The Lightning are still in search of the consistency that allowed them to remain at the top of the NHL standings a season ago. The Bolts never lost three games in a row all of 2014-15.

By the 12th game of the current season, they’d already lost four straight.

Perhaps an extended stretch of games at Amalie Arena will do the trick.


Other than a 3-1 home loss to Boston (Oct. 31), it’s hard to say the Lightning were outplayed in any of their recent losses.

The Lightning had 30 shots and the better chances in Detroit but couldn’t close the deal, hitting at least five posts in a tough-luck loss.

On Saturday, the Bolts outplayed the Wild.

They just didn’t have an answer for Dubnyk.

“That’s why it’s a funny game,” Cooper reasoned. “We played pretty well tonight. And look at this game, I’m not going to sit here and say we deserved two points. We didn’t deserve zero. And I look at the Detroit game, did we deserve two points? I can’t sit here and say that, but we didn’t deserve zero. And then you go to the Buffalo game, and you can sit here and say maybe we didn’t deserve points in that game, but we did get two points out of that game.”

The Lightning had probably 10 great scoring chances versus Minnesota.

They weren’t able to convert any of them, either hitting a post, narrowly missing the target or watching Dubnyk playing out of his mind.

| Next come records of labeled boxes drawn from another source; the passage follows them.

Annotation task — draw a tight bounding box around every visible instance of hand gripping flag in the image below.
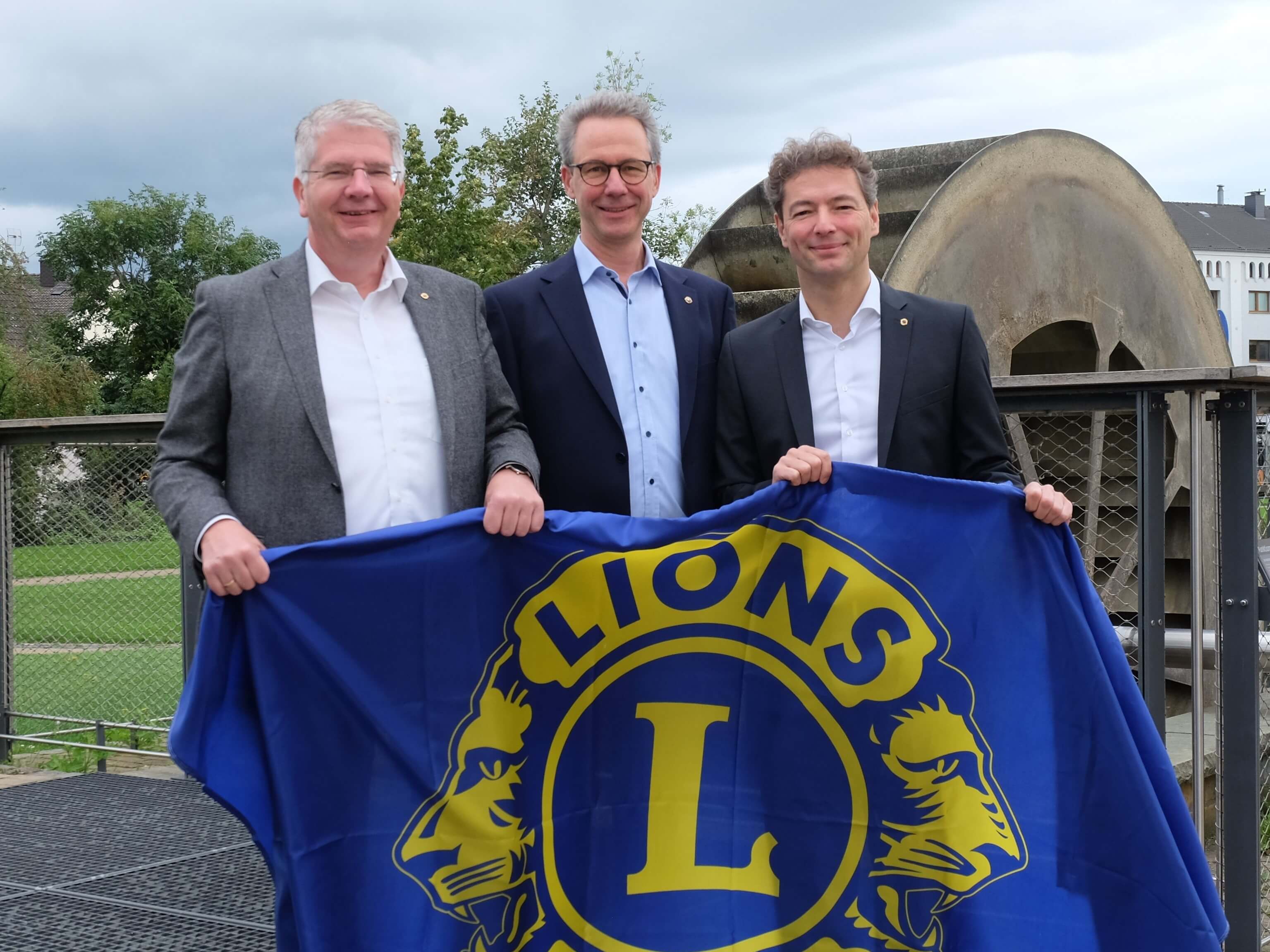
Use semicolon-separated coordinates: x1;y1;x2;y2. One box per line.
172;465;1226;952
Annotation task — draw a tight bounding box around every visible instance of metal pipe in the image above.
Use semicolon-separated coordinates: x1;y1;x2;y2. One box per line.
0;734;170;760
1112;625;1219;671
5;711;172;734
1190;390;1204;843
14;727;112;737
96;721;105;773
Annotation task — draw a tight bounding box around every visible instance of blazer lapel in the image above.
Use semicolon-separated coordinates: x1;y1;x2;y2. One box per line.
776;298;816;447
657;262;702;442
878;284;913;466
264;245;338;471
541;250;622;427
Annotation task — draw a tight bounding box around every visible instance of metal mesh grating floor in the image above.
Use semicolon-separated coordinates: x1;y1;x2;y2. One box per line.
0;773;274;952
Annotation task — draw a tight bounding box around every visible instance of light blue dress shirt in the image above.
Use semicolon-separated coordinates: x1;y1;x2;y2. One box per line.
573;237;683;518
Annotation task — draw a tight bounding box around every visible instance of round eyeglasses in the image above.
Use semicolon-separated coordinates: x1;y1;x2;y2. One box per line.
305;165;405;185
569;159;653;185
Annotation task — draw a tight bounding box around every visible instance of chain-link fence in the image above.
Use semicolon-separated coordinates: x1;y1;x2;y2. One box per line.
1256;400;1270;946
0;371;1270;948
5;443;182;731
1003;410;1138;637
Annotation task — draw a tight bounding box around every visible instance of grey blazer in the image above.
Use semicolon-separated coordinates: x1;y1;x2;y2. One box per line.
150;246;538;557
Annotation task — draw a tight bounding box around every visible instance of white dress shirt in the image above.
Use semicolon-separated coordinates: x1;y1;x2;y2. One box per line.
196;241;450;557
305;241;450;536
798;272;881;466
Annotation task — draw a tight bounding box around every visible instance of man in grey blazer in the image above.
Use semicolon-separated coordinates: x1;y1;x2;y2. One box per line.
150;100;542;595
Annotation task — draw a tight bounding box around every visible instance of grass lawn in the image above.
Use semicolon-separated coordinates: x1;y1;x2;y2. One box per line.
13;645;180;734
13;575;180;644
13;538;180;579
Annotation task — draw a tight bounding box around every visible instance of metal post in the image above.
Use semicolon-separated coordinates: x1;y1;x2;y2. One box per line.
0;447;15;760
1217;391;1261;952
1138;391;1165;737
180;552;203;680
96;721;105;773
1190;390;1204;843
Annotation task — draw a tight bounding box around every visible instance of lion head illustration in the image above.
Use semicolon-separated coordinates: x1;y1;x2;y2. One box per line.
399;655;542;952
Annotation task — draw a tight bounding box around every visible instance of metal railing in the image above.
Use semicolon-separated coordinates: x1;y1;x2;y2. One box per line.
993;367;1270;952
0;367;1270;952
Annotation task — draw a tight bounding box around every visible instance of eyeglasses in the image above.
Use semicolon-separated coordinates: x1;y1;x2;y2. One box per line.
569;159;653;185
305;165;405;185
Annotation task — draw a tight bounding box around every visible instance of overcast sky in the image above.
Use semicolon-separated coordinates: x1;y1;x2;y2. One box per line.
0;0;1270;265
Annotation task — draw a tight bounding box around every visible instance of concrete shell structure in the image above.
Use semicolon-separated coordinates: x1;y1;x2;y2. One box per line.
686;129;1231;623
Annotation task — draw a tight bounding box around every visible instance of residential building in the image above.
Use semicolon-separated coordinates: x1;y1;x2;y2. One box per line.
0;260;72;348
1165;185;1270;364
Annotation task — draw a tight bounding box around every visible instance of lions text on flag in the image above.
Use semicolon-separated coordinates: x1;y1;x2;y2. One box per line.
172;465;1226;952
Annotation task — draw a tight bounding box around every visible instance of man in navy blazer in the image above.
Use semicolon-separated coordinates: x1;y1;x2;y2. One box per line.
718;132;1072;525
485;90;737;517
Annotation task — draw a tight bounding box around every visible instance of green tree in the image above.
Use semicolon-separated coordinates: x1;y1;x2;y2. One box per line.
392;50;715;286
392;107;529;286
0;339;98;420
41;185;278;413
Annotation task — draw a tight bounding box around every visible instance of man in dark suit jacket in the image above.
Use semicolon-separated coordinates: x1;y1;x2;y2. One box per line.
716;132;1072;524
485;91;735;517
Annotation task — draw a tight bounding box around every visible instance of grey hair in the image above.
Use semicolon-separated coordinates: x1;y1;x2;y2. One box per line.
763;129;878;217
556;89;662;165
296;99;405;181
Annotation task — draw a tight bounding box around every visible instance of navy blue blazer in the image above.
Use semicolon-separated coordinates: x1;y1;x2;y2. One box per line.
718;284;1022;505
485;250;737;515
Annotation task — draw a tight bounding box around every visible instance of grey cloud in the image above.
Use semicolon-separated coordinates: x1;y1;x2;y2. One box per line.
0;0;1266;255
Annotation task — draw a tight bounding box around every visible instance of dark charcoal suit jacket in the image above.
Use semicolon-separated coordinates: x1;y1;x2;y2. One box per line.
485;251;737;515
716;284;1022;505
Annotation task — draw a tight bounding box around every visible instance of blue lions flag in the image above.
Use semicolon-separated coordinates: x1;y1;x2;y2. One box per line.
172;465;1226;952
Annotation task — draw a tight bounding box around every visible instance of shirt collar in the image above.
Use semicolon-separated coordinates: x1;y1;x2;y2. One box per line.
305;240;407;301
573;235;662;284
798;268;881;327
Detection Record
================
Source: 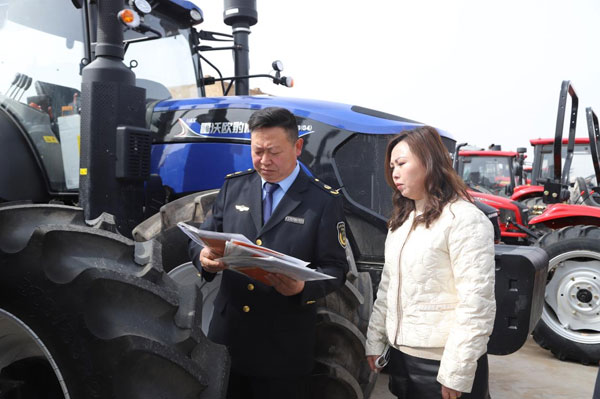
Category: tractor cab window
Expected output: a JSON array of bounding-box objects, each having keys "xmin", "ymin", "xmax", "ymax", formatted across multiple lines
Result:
[
  {"xmin": 538, "ymin": 144, "xmax": 596, "ymax": 183},
  {"xmin": 0, "ymin": 0, "xmax": 84, "ymax": 192},
  {"xmin": 459, "ymin": 156, "xmax": 514, "ymax": 195},
  {"xmin": 334, "ymin": 134, "xmax": 394, "ymax": 220}
]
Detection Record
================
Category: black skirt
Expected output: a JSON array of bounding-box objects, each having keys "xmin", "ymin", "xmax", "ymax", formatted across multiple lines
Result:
[{"xmin": 387, "ymin": 348, "xmax": 490, "ymax": 399}]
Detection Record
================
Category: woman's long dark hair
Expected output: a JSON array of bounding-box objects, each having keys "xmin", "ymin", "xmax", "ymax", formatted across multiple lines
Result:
[{"xmin": 385, "ymin": 126, "xmax": 473, "ymax": 231}]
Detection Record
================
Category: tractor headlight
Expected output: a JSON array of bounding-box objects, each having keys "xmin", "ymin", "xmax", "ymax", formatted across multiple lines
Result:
[{"xmin": 498, "ymin": 209, "xmax": 517, "ymax": 225}]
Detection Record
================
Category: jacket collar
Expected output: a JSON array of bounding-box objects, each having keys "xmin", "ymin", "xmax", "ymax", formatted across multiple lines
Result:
[{"xmin": 252, "ymin": 170, "xmax": 310, "ymax": 236}]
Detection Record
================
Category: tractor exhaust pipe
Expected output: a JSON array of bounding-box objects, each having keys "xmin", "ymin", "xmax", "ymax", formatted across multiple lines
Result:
[
  {"xmin": 79, "ymin": 0, "xmax": 150, "ymax": 237},
  {"xmin": 223, "ymin": 0, "xmax": 258, "ymax": 96}
]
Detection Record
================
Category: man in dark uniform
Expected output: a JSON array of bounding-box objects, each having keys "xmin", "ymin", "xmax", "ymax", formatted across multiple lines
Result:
[{"xmin": 190, "ymin": 108, "xmax": 348, "ymax": 399}]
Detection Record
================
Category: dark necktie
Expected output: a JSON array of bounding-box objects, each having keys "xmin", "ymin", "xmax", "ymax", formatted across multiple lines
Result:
[{"xmin": 263, "ymin": 182, "xmax": 279, "ymax": 225}]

Eventually, the Bolts will get rewarded for their play. They just have to remain patient when things aren’t going their way.

“The one thing we tell our guys, it’s going to turn,” Cooper said. “There’s too many good players in there, and they’re doing too many good things. Eventually, it’s going to happen. It just seems like every night we’re playing a Vezina winner, and our guy’s playing like one too. It’s tough. I feel bad for the guys.”